Improving algorithms in specs

Hello spec editors, contributors, and spec authoring tools authors,

Reffy [1], the crawler that powers the cross-references database used in 
Bikeshed and Respec, now also extracts algorithms from specs (see 
extracts in Webref [2]). This makes analyses and automated detection of 
problems possible, at least in theory. First automated analysis of 
algorithm steps that run in parallel reveals that it's easy to get 
things wrong when a Promise or an event is involved [3]. Dom and I are 
planning to file spec issues to report detected problems, on a 
semi-automated basis using Strudy [4], as we already do for broken 
links.

Looking beyond this first analysis, various improvements could be 
considered to make it easier to detect bugs early on and write correct 
algorithms. Some are listed below. We're seeking input on what's doable 
or worth exploring. If you have stories of bugs that you uncovered and 
fixed in algorithms that could perhaps be detected automatically, we're 
also interested!

Some possible improvements to consider:

1. Converge on a common way to flag, define, and reference algorithms.
Reffy currently needs to rely on a number of heuristics to extract 
algorithms and extraction is far from perfect (some limitations are 
noted as TODO notes in [5]).

a) Flagging algorithms
Bikeshed supports an `algorithm` attribute to flag algorithms. Respec 
supports `class="algorithm"`, but that is more used to identify the 
actual algorithm steps. These mechanisms are used inconsistently for 
now, or not at all.

b) Defining algorithms
Infra describes conventions for algorithms [6], including ways to define 
them. These conventions are also used inconsistently or not at all. From 
a spec authoring perspective, it's not clear what definition type to use 
(`abstract-op` looks good and is sometimes used, but there are lots of 
definitions that use the `dfn` type). There is also no common mechanism 
to precisely define the parameters that algorithms may take.

c) Referencing algorithms
Different specs use different wording to call algorithms and pass 
parameters. This makes it harder to "follow" variables, inputs and 
outputs, across algorithms.

2. Converge on constructs.
Specs have mostly converged on using possibly nested ordered lists to 
describe algorithm steps. That's good! There remain divergences on the 
way common constructs such as "if/then/else" or "try/catch" get written. 
Similarly, some specs mix different operations within a single step 
while others use more atomic specs. There's a balance to be found 
between readability and formalism. More readability is better for 
readers and is usually more compact. More formalism is better for 
automated parsing and analyses.

3. Converge on terms and actions used in algorithms.
While exploring heuristics to detect algorithm steps and distinguish 
them from a simple list of items, I started building a list of actions 
that appear at the beginning of steps [7]. That reveals the many verbs 
that specs use to tell implementers what needs to be done. Some have 
formal definitions. The meaning of others is more fuzzy. Ideally, the 
meaning of all operations would be normatively defined somewhere. For 
example, steps that run in parallel should mainly reference terms 
defined in Infra (such steps are not supposed to manipulate observable 
JavaScript objects).

To ease the burden on spec authors, it would be fantastic if progress on 
the above did not entail more work on their part. That is what spec 
authoring tools excel at, and another reason why we're seeking input.

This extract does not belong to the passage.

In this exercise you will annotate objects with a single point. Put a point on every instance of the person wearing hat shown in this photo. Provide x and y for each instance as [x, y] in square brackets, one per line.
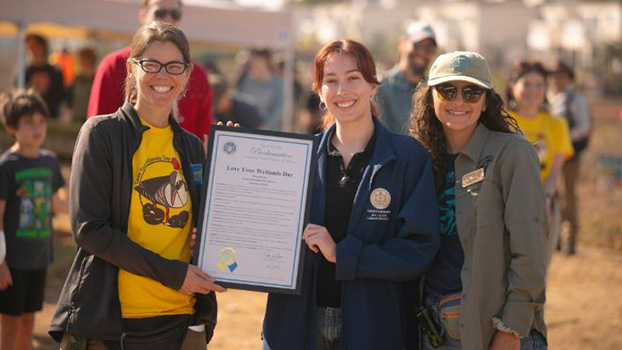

Making algorithms more clearly identified in specs could also help 
provide more "visual" ways to read them inline. For a starting point, 
see the algorithm explorer that Dom started to visualize spec algorithms 
[8]. Marcos proposed a breakout session at TPAC 2024 on "Bringing more 
UI utilities to specs" [9]. We could perhaps discuss visualization of 
algorithms as flowcharts within that breakout.

Thanks,
François and Dom.

[1] https://github.com/w3c/reffy
[2] https://github.com/w3c/webref/tree/main/ed/algorithms
[3] https://github.com/w3c/strudy/issues/663
[4] https://github.com/w3c/strudy
[5] 
https://github.com/w3c/reffy/blob/main/src/browserlib/extract-algorithms.mjs#L37
[6] https://infra.spec.whatwg.org/#algorithms
[7] 
https://github.com/w3c/reffy/blob/main/src/browserlib/extract-algorithms.mjs#L97-L278
[8] https://dontcallmedom.github.io/algo-explorer/
[9] https://github.com/w3c/tpac2024-breakouts/issues/14

Received on Thursday, 29 August 2024 17:01:10 UTC